No current release packet includes a hallucinated, uncited Finding as a valid Finding. When uncertain coverage remains, it is represented as a warning, limitation, contradiction, or HYPOTHESIS instead of a confirmed claim.

Stage Two Adversarial Checks¶

Stage Two review is treated as hostile trace review, not as a demo-narrative exercise. The checks we expect judges to run are:

False positives found: alihadi-09-encrypt remains an explicit control for benign or dual-use encryption-tool presence. The correct answer is scoped INDETERMINATE, not a confident suspicious verdict from tool presence alone.
Missed artifacts: the public NIST Hacking Case score is still 7/14 recall. The missing ACMru/search history, USB history, email carving, browser history, XP .evt, thumbcache, and named-pipe artifacts are published as misses rather than hidden behind a broad accuracy claim.
Hallucination and overclaim classes caught: uncited Findings, replay hash drift, unsupported execution wording, single-source execution claims, and unsupported exfiltration claims are vetoed, downgraded, or held as warnings by verifier/report-QA/correlator controls before release material is considered.
Three-claim trace methodology: pick any three Findings from a report and trace each one to finding_approved.tool_call_id, the matching tool_call_start, its tool_call_output.output_hash, verifier replay records, and the manifest verification result. The committed EVTX packet is a compact public example of this method.
Self-correction limitation: the clean Stage Two packet is traceability evidence with fault_injection=0. If a clean run has no organic runtime failure, it must not be described as organic self-correction. The injected verifier re-dispatch run is optional harness/demo evidence only.

Evidence Integrity¶

Evidence integrity is enforced architecturally rather than only by prompt text:

case_open SHA-256s the evidence at the start of the Case.
The product MCP surface has no execute_shell and no write verb for evidence. Evidence tools open source artifacts read-only; hardened deployments should also use a read-only mount / filesystem permissions.
Each tool output is hashed into audit.jsonl, and each audit record links to the previous record through prev_hash.
manifest_finalize seals the run with a Merkle root over canonical tool outputs plus a signature; manifest_verify replays the audit chain, leaf count, Merkle root, and signature offline.
Every reportable Finding cites a current-case tool_call_id. The verifier re-runs the cited tool call and compares the replay output SHA-256 before the judge consumes the Finding.

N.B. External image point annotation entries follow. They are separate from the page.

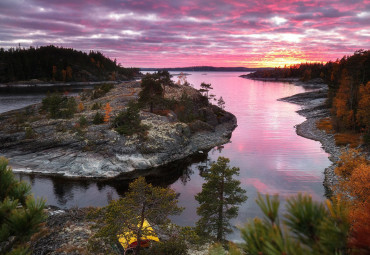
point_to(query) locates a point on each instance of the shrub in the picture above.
(172, 246)
(96, 106)
(308, 228)
(353, 139)
(83, 122)
(98, 118)
(128, 121)
(20, 215)
(326, 125)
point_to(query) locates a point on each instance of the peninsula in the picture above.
(87, 141)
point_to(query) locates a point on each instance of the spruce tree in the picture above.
(152, 91)
(205, 88)
(218, 200)
(127, 215)
(20, 215)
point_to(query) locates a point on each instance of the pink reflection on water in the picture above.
(259, 186)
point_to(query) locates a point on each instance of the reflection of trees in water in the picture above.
(160, 176)
(64, 189)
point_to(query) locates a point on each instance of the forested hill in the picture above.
(51, 63)
(348, 79)
(208, 69)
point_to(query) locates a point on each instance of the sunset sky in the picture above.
(158, 33)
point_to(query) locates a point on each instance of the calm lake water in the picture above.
(271, 157)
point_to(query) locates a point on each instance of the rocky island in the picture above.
(82, 146)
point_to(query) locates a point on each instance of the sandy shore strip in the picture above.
(313, 109)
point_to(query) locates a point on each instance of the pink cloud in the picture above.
(182, 33)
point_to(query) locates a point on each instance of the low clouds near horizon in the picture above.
(159, 33)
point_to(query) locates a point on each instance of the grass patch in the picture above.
(326, 125)
(351, 139)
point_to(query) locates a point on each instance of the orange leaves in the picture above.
(81, 107)
(348, 162)
(355, 187)
(363, 112)
(107, 110)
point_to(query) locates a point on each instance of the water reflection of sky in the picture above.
(271, 157)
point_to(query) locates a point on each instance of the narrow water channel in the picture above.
(272, 158)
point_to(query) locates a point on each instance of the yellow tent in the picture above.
(132, 242)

If a prompt-based restriction is ignored, the architectural controls still limit the damage: there is no raw shell tool to mutate evidence, no uncited Finding can pass schema/verifier checks, single-source execution wording is blocked by policy, and coverage_manifest.json prevents unsupported areas from being reported as clean.

Reproduce A Score¶

bash scripts/fetch-fixtures.sh
scripts/verdict fixtures/<case-path> --no-dashboard
python scripts/score-recall.py tmp/auto-runs/<case-id> --golden goldens/<case-id>

For day-to-day development, run focused smokes first:

python scripts/verdict-policy-smoke.py
python scripts/report-policy-smoke.py
python scripts/path-existence-smoke.py
bash scripts/run-all-smokes.sh

Calibration Rules¶

Execution claims require at least two current-case artifact classes.
Amcache, ShimCache, memory-only process evidence, YARA, Hayabusa, or malfind alone is not enough for a confirmed execution claim.
Network-only activity can surface leads, but it does not identify a human actor.
Parser failure is a coverage limitation, not evidence of absence.
Unsupported raw disk coverage must remain custody-only until supported artifacts are mounted or extracted.

Known Limits¶

The public source tree does not ship bulky completed case directories or raw evidence. Operators produce fresh tmp/auto-runs/<case-id>/ artifacts locally.
Some benchmark fixtures require gated or large downloads and may need manual staging before scoring.
Accuracy should be reported per case and per artifact class, not as a broad product-wide clean-bill statement.